Would you offer your property as collateral for a loan? Private money lenders provide hard money loans to individuals seeking short-term repayment loans. The borrowing process is mainly in real estate, where the availability of ready financing is an advantage.
Private lending is an option when individuals cannot get traditional funding quickly. You can get the loan by contacting lending companies specializing in this type of transaction. Reach out to several lenders and discuss your needs to receive the loan as quickly as you need.
The contrast between hard money loans and traditional loans
- Hard money loans have terms of 6 to 18 months, whereas traditional loans are amortized for 15 to 30 years.
- Hard money loans are backed with the property as collateral, whereas the borrower’s credit and property mainly support traditional loans.
- Hard money loans are best suited for short-term investors, while traditional loans are for owner-occupied properties.

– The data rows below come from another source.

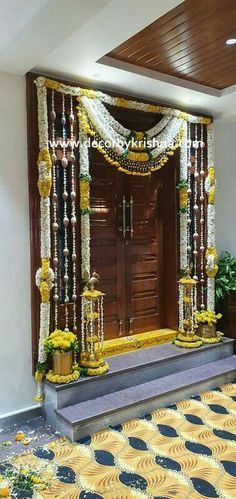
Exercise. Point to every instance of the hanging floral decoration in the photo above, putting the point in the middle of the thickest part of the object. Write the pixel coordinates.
(183, 195)
(210, 191)
(134, 153)
(211, 259)
(44, 275)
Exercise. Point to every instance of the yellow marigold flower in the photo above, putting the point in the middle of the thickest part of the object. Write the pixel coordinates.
(183, 197)
(84, 194)
(44, 186)
(39, 375)
(27, 441)
(5, 492)
(45, 268)
(54, 85)
(138, 156)
(44, 155)
(45, 292)
(36, 479)
(19, 436)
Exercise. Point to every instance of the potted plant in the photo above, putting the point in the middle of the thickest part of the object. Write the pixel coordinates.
(225, 291)
(206, 321)
(225, 280)
(61, 345)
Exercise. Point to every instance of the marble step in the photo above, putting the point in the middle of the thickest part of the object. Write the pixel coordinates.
(131, 369)
(79, 420)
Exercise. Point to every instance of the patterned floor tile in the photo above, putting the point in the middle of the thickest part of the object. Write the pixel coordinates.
(186, 451)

Hard money loans integrate higher amounts of interest rates as compared to traditional loans.
Pros and cons of hard money loans
Fast disbursement: An investment company lending hard money processes the allotment in a much quicker timeframe. The borrower gets the funding after the property details and ownership is authenticated.
Hard money lending doesn’t consider borrowers’ financial condition or ability to repay. It focuses on collateral value.
Flexibility: You can negotiate/tweak things with the lenders, e.g., repayment schedules.
Amalgamate high costs/ interest rates: The borrower generally pays a much higher fee. Hard money interests may end up leading the borrower to repay double the original loan.
Private companies lend you money as you offer a higher value property as collateral. Hard money lenders and investors are usually willing to lend the borrower money without a traditional mortgage lender. Hard money lending doesn’t have a stringent approval process. Although you can negotiate terms with different lenders, defaulting on your hard loan repayment means losing the collateral asset.